The present invention relates to a method and apparatus including a high power laser for drilling gas, oil or geothermal wells in geological formations, and for fracturing the pay zones of such wells to increase recovery of oil, gas or geothermal energy.
The use of down-hole lasers (i.e. those lowered into the bore hole in proximity to the surface being drilled) for drilling through and recovering minerals from subterranean formations has been proposed, for example, in U.S. Pat. Nos. 3,871,485 and 3,882,945 to Keenen, and U.S. Pat. No. 3,461,964 to Venghiattis. However, the systems disclosed in these patents are inherently limited and impractical because adequate power cannot be obtained from lasers small enough to fit down the hole.
It has also been proposed, in the U.S. Pat. Nos. 3,493,060 to Van Dyk and 3,693,718 to Stout, to use a laser at the surface to penetrate through a mineral bearing formation or to form a subterranean cavity at the bottom of a bore hole. In those systems, a laser beam is directed down the bore hole to the bottom, where it drills by vaporizing or melting the irradiated formation. The depths to which such systems can operate, however, are extremely limited since the vapors and debris produced by drilling mix with the air or other gaseous medium in the bore hole, scattering and dissipating most of the beam energy before it can reach the rock to be drilled. No satisfactory method has been suggested for maintaining the beam path adequately free of contaminants and debris produced by the drilling itself to insure that the necessary levels of energy continue to reach the drilling site.
Moreover, there are no provisions in the proposed systems for guiding the beam so as to obtain adequate energy for drilling at the hole bottom. Since a beam from a high power laser undergoes significant divergence due to a number of factors, including non-uniform heating of the medium in its path, thermal distortion of the laser medium and optics and diffraction, beam spreading imposes an additional significant limitation on the operating depths of such systems.

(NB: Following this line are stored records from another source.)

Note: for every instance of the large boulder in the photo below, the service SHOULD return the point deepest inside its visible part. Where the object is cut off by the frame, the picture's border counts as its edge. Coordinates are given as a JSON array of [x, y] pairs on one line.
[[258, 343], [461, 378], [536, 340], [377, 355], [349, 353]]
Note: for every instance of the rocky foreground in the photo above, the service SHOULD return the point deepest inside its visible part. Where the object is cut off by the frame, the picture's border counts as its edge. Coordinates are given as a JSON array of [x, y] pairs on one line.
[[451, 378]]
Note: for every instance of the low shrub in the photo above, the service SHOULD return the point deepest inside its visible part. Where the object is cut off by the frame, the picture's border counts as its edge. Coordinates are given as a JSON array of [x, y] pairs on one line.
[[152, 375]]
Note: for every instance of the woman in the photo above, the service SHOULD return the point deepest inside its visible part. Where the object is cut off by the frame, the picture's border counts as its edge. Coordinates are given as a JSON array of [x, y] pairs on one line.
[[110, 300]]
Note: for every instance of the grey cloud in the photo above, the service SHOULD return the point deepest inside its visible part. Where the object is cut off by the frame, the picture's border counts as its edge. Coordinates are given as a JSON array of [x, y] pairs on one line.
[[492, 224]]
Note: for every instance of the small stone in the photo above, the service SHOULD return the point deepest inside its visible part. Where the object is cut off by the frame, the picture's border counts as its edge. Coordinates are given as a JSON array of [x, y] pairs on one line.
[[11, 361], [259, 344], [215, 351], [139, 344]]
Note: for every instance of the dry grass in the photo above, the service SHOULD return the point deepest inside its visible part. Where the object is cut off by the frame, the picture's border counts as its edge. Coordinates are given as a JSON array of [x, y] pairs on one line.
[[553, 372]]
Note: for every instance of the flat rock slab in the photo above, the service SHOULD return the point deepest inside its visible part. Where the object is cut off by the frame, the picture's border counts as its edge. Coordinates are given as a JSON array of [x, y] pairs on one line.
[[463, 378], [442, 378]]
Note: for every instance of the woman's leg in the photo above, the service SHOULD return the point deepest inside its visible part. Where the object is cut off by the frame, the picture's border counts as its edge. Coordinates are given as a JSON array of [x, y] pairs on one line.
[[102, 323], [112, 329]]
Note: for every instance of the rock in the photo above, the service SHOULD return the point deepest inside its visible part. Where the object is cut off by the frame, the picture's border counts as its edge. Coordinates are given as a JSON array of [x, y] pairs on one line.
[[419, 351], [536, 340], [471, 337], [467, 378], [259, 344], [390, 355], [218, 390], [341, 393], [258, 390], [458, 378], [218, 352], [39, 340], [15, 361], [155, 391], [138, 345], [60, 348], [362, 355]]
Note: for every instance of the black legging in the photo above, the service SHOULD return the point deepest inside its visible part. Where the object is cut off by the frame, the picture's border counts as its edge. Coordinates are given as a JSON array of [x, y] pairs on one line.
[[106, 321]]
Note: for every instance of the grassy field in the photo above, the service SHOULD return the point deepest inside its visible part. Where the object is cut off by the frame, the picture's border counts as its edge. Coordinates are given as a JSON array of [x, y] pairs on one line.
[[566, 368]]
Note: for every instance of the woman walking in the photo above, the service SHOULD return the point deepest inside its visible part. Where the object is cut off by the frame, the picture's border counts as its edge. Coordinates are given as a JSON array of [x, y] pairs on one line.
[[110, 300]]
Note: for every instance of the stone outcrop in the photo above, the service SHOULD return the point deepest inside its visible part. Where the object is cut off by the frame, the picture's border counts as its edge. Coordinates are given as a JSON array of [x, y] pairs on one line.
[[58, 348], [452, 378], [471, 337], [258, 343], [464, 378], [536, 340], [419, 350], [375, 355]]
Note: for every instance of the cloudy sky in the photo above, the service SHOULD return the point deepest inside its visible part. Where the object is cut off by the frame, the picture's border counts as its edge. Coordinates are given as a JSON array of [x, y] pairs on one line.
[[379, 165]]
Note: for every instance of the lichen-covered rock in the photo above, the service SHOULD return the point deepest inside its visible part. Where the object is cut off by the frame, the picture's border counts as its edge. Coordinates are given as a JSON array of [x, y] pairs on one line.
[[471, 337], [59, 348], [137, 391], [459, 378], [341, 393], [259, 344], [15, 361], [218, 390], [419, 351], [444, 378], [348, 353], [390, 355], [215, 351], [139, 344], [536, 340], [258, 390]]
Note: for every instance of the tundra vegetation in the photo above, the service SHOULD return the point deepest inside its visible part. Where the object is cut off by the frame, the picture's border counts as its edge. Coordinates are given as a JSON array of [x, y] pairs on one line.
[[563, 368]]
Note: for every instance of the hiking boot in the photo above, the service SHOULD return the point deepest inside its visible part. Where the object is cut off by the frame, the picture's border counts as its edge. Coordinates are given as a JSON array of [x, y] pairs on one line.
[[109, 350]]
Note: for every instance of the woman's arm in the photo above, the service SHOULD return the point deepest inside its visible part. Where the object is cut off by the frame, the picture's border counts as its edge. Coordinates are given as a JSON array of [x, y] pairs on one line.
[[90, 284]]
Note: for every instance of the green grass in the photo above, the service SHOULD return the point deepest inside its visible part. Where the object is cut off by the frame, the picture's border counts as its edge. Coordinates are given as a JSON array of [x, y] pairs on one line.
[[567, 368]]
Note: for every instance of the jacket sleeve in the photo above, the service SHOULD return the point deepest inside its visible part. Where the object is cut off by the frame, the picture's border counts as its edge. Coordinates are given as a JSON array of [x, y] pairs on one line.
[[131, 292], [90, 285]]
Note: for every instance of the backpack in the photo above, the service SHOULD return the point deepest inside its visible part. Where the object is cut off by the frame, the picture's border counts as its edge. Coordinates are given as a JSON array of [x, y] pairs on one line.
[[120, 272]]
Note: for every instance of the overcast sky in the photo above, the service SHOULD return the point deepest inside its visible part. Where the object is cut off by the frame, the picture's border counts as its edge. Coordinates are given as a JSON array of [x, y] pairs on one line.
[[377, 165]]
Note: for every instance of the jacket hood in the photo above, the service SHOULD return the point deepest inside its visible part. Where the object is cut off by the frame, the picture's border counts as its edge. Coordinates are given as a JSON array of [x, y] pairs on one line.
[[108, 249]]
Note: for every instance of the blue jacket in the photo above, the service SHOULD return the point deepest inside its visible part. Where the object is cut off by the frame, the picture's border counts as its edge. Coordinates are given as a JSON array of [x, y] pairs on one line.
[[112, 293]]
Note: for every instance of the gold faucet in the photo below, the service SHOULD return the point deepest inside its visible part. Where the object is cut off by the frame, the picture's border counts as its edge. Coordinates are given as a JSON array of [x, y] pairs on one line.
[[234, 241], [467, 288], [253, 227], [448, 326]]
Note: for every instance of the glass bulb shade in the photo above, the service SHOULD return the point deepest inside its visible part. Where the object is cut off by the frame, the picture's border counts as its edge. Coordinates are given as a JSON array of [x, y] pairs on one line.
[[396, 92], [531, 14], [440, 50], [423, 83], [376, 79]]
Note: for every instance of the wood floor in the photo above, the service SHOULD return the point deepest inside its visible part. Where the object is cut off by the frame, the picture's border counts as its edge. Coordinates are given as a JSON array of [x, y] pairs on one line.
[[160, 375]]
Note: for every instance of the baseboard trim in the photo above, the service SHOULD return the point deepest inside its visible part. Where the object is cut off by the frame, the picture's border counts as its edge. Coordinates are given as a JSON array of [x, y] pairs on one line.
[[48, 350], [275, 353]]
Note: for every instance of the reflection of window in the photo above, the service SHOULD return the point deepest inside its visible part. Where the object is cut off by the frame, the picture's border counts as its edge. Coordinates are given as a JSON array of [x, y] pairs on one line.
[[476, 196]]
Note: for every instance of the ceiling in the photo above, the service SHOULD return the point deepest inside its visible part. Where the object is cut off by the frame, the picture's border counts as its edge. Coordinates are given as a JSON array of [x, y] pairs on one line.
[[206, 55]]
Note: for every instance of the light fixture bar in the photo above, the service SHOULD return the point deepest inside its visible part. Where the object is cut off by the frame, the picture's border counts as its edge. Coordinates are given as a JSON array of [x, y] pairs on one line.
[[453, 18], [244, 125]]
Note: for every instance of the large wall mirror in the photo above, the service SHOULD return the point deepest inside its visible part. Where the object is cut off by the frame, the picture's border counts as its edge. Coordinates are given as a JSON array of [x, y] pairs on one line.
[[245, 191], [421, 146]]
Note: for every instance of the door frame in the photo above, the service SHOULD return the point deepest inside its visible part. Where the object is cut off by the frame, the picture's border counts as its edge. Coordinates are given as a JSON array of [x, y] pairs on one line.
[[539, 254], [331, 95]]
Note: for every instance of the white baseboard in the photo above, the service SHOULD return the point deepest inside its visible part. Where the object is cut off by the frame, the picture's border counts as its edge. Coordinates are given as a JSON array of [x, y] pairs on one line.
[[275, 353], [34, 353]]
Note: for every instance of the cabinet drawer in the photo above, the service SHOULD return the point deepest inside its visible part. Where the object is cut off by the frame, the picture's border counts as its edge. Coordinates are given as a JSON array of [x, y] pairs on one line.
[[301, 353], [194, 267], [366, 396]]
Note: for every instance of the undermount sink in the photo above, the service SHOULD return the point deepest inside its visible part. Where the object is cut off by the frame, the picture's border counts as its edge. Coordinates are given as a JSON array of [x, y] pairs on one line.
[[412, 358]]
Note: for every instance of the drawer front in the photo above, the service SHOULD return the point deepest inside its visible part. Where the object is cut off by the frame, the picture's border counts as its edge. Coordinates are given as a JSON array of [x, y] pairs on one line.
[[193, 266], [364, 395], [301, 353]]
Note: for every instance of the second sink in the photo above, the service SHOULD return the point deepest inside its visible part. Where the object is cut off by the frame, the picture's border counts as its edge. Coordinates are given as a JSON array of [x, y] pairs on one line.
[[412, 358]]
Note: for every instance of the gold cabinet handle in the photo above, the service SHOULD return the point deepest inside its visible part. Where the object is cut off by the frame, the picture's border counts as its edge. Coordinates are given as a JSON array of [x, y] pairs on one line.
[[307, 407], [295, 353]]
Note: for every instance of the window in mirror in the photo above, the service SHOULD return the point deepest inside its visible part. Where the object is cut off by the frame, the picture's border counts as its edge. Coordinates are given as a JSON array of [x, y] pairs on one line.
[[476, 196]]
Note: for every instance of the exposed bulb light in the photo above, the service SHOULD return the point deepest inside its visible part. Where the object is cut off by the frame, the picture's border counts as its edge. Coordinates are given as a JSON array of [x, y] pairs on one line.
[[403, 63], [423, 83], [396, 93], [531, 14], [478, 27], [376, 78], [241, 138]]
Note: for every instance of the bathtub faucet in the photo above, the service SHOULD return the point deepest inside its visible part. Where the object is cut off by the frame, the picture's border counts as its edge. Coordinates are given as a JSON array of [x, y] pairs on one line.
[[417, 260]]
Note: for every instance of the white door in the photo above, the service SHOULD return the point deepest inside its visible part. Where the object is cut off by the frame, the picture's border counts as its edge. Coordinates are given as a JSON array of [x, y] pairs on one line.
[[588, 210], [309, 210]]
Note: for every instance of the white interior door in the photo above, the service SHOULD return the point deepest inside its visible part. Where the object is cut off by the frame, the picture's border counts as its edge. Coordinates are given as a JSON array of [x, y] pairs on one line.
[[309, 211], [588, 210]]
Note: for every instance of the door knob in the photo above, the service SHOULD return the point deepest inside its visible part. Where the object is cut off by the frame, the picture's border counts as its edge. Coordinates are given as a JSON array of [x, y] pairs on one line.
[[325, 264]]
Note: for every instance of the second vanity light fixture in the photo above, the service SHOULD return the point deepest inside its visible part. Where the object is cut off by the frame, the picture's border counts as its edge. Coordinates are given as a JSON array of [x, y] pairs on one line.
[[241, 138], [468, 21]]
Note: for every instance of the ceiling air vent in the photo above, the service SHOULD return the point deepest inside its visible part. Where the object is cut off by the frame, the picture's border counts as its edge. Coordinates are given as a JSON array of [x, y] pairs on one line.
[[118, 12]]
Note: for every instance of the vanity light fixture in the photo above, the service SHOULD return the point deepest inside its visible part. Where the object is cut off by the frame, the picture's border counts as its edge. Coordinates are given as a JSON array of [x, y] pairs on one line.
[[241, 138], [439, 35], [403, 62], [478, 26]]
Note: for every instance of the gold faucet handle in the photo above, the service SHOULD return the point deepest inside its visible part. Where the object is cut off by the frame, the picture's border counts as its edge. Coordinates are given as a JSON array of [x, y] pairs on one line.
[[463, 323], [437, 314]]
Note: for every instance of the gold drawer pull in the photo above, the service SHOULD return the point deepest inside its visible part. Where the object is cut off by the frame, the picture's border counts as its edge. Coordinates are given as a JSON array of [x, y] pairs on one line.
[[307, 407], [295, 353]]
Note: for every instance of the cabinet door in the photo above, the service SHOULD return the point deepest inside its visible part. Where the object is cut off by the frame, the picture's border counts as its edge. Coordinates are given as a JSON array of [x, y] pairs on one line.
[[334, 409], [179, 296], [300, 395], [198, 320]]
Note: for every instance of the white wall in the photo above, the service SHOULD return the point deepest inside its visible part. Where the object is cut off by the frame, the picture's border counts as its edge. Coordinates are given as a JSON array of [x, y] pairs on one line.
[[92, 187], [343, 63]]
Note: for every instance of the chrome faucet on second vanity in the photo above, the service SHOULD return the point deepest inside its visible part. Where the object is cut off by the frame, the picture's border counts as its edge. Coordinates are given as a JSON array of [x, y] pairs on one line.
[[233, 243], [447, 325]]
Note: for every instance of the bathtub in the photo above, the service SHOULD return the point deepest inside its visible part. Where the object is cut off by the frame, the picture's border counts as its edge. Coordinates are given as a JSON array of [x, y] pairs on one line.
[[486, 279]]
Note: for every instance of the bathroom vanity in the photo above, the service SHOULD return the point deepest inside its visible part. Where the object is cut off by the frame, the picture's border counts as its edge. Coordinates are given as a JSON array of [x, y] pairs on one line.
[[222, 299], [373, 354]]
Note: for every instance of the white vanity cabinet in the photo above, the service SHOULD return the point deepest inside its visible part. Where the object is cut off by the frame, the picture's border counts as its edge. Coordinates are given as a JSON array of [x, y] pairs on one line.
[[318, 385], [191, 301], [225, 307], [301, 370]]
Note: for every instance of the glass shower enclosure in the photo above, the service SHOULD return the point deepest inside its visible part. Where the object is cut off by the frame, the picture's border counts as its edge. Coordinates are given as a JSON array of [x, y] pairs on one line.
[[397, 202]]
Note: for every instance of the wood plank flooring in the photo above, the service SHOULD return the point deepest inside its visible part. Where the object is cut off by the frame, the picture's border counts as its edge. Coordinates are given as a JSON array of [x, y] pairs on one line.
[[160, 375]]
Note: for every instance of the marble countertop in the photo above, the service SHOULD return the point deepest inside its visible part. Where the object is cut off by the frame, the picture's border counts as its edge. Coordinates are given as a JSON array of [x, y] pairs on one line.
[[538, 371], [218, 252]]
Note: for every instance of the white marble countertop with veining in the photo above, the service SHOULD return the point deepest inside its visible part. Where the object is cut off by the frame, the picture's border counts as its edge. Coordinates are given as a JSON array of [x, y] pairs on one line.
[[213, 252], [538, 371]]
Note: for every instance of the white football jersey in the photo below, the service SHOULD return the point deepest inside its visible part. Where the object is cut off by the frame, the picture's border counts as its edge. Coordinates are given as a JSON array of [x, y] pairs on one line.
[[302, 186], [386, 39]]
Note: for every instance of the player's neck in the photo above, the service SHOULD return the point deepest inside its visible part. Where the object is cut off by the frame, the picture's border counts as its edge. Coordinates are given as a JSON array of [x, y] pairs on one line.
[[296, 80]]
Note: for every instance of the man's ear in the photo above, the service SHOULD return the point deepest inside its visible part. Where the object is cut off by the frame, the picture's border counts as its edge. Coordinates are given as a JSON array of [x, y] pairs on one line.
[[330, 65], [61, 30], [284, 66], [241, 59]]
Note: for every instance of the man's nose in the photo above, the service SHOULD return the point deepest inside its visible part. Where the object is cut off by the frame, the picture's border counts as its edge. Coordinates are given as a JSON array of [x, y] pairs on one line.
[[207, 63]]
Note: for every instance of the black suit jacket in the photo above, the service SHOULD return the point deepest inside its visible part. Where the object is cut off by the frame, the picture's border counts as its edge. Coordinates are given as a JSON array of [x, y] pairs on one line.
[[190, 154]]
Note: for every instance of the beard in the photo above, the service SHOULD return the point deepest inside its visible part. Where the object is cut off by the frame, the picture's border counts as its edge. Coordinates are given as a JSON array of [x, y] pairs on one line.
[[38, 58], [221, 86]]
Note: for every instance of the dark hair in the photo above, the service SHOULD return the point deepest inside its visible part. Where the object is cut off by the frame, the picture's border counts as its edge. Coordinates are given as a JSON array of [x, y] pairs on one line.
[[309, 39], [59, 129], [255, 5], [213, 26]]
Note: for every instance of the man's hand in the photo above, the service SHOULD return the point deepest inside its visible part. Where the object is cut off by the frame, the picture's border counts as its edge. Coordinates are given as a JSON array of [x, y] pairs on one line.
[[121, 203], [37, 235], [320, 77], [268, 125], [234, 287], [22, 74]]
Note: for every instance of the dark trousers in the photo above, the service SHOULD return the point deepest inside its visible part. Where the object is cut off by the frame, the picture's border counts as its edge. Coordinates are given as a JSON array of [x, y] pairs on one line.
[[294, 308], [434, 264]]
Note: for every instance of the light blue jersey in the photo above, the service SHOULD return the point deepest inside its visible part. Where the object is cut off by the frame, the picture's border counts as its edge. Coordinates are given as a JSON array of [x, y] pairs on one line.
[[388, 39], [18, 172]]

Still a further drawback of proposed laser drilling methods renders them inadequate for any except the shallowest holes because they fail to suggest any way of isolating the high pressure down-hole environment from atmospheric pressure at the surface, while at the same time allowing transmission of the laser beam through the pressure barrier.
Fracing is a method of increasing the permeability and thus the flow rate of oil or gas from the producing formation into the bore holes so that it may be removed from the well. The most common type of fracing in use during the past decade has been hydraulic fracing, involving pumping large volumes of viscous fluid down-hole at a rate fast enough to fracture the formation along planes dictated by its natural weaknesses. The hydraulic fracing fluid commonly contains particulate matter, called "proppants" carried by the fluid through the fracture areas to prop the newly made fractures open permanently after the fluid pressure subsides. Explosive fracing has also been used to some extent although significant problems have been encountered in achieving reliable detonation in the very narrow propagation diameters required for this purpose. While so-called "bore-shots", or explosions of concentrated volumes of explosives in the bore hole proper, increase permeability somewhat simply by increasing the amount of fresh surface area available, they are generally not as effective as formation fracturing, which seeks to increase the permeability of the formation throughout a larger volume, extending far back from the bore hole.
All fracing methods previously in use are incapable of creating new fissures in the formation except along planes defined by the fault structure of the formation itself. This natural fault structure often bears no relation to the specific planes and directions where fracing would be most effective. Accordingly, it would be a significant breakthrough to be able to achieve fracing along directions from the bore hole that could be specifically related to the geology of the individual formation.